Passons le simple fait d’utiliser des services Cloud pour le stockage, la sauvegarde, la gestion des tâches et de projets, celle des codes sources, etc. Passons également l’utilisation de plusieurs réseaux sociaux, où l’on se retrouve rapidement à laisser plus d’information que l’on devrait, à se dévoiler plus qu’il ne serait nécessaire. Rien qu’avec ces deux groupes d’usage, j’expose beaucoup de données en les confiant à des prestataires tiers et en les faisant systématiquement transiter sur le réseau, aussi chiffré que puisse être le transit en question.

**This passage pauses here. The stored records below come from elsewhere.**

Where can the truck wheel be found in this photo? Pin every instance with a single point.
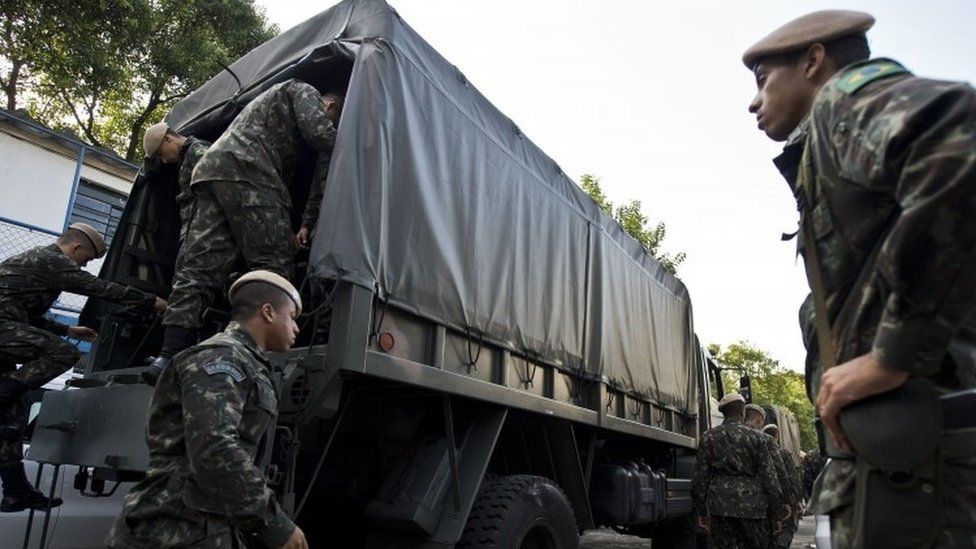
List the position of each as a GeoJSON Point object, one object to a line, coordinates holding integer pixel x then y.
{"type": "Point", "coordinates": [520, 512]}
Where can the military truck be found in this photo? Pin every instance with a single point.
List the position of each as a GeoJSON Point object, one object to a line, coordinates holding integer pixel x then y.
{"type": "Point", "coordinates": [485, 357]}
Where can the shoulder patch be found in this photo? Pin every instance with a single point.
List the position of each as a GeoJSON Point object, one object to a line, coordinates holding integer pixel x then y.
{"type": "Point", "coordinates": [226, 368]}
{"type": "Point", "coordinates": [864, 75]}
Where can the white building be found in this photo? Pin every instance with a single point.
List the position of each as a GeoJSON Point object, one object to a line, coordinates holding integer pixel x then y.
{"type": "Point", "coordinates": [49, 180]}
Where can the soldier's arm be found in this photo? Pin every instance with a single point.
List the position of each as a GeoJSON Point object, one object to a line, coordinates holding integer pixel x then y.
{"type": "Point", "coordinates": [929, 255]}
{"type": "Point", "coordinates": [72, 278]}
{"type": "Point", "coordinates": [231, 484]}
{"type": "Point", "coordinates": [317, 190]}
{"type": "Point", "coordinates": [313, 123]}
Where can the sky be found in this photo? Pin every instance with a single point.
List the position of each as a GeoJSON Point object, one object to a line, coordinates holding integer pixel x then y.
{"type": "Point", "coordinates": [652, 98]}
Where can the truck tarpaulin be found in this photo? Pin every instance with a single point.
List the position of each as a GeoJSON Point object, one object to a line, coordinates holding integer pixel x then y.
{"type": "Point", "coordinates": [440, 204]}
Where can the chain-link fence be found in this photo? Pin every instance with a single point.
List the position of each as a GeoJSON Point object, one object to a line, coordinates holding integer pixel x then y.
{"type": "Point", "coordinates": [18, 237]}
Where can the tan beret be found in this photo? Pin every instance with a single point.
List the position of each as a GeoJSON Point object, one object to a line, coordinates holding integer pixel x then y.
{"type": "Point", "coordinates": [270, 278]}
{"type": "Point", "coordinates": [756, 408]}
{"type": "Point", "coordinates": [819, 26]}
{"type": "Point", "coordinates": [154, 137]}
{"type": "Point", "coordinates": [97, 242]}
{"type": "Point", "coordinates": [729, 399]}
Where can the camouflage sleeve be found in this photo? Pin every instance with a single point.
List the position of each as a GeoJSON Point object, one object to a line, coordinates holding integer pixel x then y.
{"type": "Point", "coordinates": [930, 252]}
{"type": "Point", "coordinates": [225, 474]}
{"type": "Point", "coordinates": [699, 490]}
{"type": "Point", "coordinates": [69, 277]}
{"type": "Point", "coordinates": [313, 123]}
{"type": "Point", "coordinates": [769, 478]}
{"type": "Point", "coordinates": [317, 190]}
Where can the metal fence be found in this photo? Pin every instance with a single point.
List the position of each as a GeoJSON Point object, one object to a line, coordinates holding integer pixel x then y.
{"type": "Point", "coordinates": [16, 237]}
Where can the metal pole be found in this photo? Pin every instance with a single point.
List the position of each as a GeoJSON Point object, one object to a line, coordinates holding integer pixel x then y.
{"type": "Point", "coordinates": [50, 498]}
{"type": "Point", "coordinates": [30, 516]}
{"type": "Point", "coordinates": [74, 186]}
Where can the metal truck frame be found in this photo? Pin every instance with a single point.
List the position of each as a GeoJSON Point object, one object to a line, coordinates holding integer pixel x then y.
{"type": "Point", "coordinates": [400, 426]}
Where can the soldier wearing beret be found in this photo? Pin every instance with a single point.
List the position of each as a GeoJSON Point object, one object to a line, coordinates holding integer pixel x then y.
{"type": "Point", "coordinates": [736, 491]}
{"type": "Point", "coordinates": [883, 168]}
{"type": "Point", "coordinates": [243, 200]}
{"type": "Point", "coordinates": [210, 411]}
{"type": "Point", "coordinates": [29, 284]}
{"type": "Point", "coordinates": [791, 484]}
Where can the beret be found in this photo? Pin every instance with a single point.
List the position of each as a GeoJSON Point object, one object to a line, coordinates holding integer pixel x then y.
{"type": "Point", "coordinates": [819, 26]}
{"type": "Point", "coordinates": [269, 278]}
{"type": "Point", "coordinates": [729, 399]}
{"type": "Point", "coordinates": [98, 243]}
{"type": "Point", "coordinates": [154, 137]}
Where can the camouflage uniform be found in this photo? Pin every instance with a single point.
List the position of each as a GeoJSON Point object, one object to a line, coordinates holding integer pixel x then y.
{"type": "Point", "coordinates": [736, 486]}
{"type": "Point", "coordinates": [892, 152]}
{"type": "Point", "coordinates": [29, 284]}
{"type": "Point", "coordinates": [204, 488]}
{"type": "Point", "coordinates": [243, 203]}
{"type": "Point", "coordinates": [813, 463]}
{"type": "Point", "coordinates": [191, 153]}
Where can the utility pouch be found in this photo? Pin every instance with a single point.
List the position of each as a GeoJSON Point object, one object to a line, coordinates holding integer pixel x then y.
{"type": "Point", "coordinates": [896, 437]}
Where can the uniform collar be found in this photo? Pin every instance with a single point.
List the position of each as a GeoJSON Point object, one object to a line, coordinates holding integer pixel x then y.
{"type": "Point", "coordinates": [236, 330]}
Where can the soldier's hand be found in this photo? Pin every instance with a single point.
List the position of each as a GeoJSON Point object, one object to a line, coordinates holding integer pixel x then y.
{"type": "Point", "coordinates": [849, 382]}
{"type": "Point", "coordinates": [303, 238]}
{"type": "Point", "coordinates": [296, 541]}
{"type": "Point", "coordinates": [705, 523]}
{"type": "Point", "coordinates": [83, 333]}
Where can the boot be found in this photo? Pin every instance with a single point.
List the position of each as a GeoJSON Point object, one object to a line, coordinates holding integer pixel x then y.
{"type": "Point", "coordinates": [18, 494]}
{"type": "Point", "coordinates": [155, 369]}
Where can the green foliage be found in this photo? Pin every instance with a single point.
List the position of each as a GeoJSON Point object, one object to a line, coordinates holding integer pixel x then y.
{"type": "Point", "coordinates": [771, 383]}
{"type": "Point", "coordinates": [107, 69]}
{"type": "Point", "coordinates": [633, 220]}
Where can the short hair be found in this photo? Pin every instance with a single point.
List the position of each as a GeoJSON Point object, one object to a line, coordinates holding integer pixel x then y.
{"type": "Point", "coordinates": [74, 236]}
{"type": "Point", "coordinates": [734, 408]}
{"type": "Point", "coordinates": [333, 96]}
{"type": "Point", "coordinates": [249, 298]}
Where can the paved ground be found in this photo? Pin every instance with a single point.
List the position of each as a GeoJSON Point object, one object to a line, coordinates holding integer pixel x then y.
{"type": "Point", "coordinates": [608, 539]}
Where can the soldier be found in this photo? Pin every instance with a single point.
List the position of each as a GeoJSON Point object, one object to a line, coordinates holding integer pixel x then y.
{"type": "Point", "coordinates": [171, 148]}
{"type": "Point", "coordinates": [813, 463]}
{"type": "Point", "coordinates": [736, 490]}
{"type": "Point", "coordinates": [29, 284]}
{"type": "Point", "coordinates": [790, 484]}
{"type": "Point", "coordinates": [882, 165]}
{"type": "Point", "coordinates": [243, 202]}
{"type": "Point", "coordinates": [207, 419]}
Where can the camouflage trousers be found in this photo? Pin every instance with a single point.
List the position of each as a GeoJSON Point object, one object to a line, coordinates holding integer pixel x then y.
{"type": "Point", "coordinates": [738, 533]}
{"type": "Point", "coordinates": [44, 356]}
{"type": "Point", "coordinates": [233, 221]}
{"type": "Point", "coordinates": [959, 517]}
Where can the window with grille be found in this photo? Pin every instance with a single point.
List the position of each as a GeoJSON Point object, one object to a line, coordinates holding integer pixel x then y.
{"type": "Point", "coordinates": [99, 207]}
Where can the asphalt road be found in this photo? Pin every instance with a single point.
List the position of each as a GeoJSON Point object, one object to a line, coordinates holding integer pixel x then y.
{"type": "Point", "coordinates": [608, 539]}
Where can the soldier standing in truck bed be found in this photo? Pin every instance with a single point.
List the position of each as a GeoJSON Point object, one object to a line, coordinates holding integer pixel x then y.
{"type": "Point", "coordinates": [243, 202]}
{"type": "Point", "coordinates": [29, 284]}
{"type": "Point", "coordinates": [736, 491]}
{"type": "Point", "coordinates": [883, 167]}
{"type": "Point", "coordinates": [209, 414]}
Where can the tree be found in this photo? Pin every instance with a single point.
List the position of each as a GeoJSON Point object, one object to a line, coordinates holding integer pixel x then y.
{"type": "Point", "coordinates": [771, 383]}
{"type": "Point", "coordinates": [633, 220]}
{"type": "Point", "coordinates": [109, 68]}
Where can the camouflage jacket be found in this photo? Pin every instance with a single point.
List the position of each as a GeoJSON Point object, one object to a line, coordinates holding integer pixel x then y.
{"type": "Point", "coordinates": [31, 281]}
{"type": "Point", "coordinates": [885, 164]}
{"type": "Point", "coordinates": [735, 474]}
{"type": "Point", "coordinates": [209, 413]}
{"type": "Point", "coordinates": [813, 463]}
{"type": "Point", "coordinates": [264, 143]}
{"type": "Point", "coordinates": [190, 155]}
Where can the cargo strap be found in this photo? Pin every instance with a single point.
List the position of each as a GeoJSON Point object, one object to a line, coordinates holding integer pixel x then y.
{"type": "Point", "coordinates": [959, 444]}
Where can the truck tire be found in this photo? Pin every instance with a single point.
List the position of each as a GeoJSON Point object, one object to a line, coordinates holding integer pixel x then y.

Ma plus grande erreur a été d’avoir laissé un certain laxisme s’installer dans mon rapport au Net. Alors que dès que j’avais eu plus d’une machine à connecter, fin 90s, j’avais pris l’habitude de soigner le point de jonction entre LAN et WAN, voici que maintenant je me contente des “box” des opérateurs. Du tout-en-un bien pratique : faible encombrement, mise en service éclair, entretien nul. On déballe, on branche, on change deux ou trois options “histoire de”, puis on oublie. Je ne sais pas pour vous, mais j’avoue que c’est ce que j’ai fait. J’ai remisé mon vieux PC de récupération qui me servait de routeur/firewall au profit d’une box. Pour des questions de temps, d’intérêts et de “Oh ! Et puis zut !”.

Forcément, le contexte change entre l’utilisation légère et l’utilisation intensive. Les risques sont les mêmes, mais la fenêtre d’exposition est moindre. Avec plusieurs équipements allumés 24/7 et un fort trafic sur le LAN et sortant, je sais que je m’expose à de belles emmerdes. Je ne peux pas éliminer ce risque, c’est illusoire. Tout au plus le diminuer. Mais surtout, il faut reconnaitre que ce risque existe. L”admettre et faire en sorte d’être prêt à détecter une activité illicite et en mesure d’y apporter une réponse adaptée. Il y a des outils et des méthodes pour cela. Pas toujours simples, mais pas forcément compliqués.

Je me sens de plus en plus coupable, à me vautrer dans cette fausse insouciance. Mais j’ai décidé de faire amende honorable et de me racheter une conduite. J’ai ressorti mes “bibles”, j’ai remplacé certains équipements, j’ai listé les matériels et leurs fonctions, j’ai commencé à cartographier l’ensemble des flux, etc. Tout cela ne se fait pas en 5 petites minutes et demande également de réviser des notions que l’on pensait acquises mais qui se sont estompées avec le temps. C’est parfois pénible. Mais c’est plus souvent rafraichissant et amusant, finalement.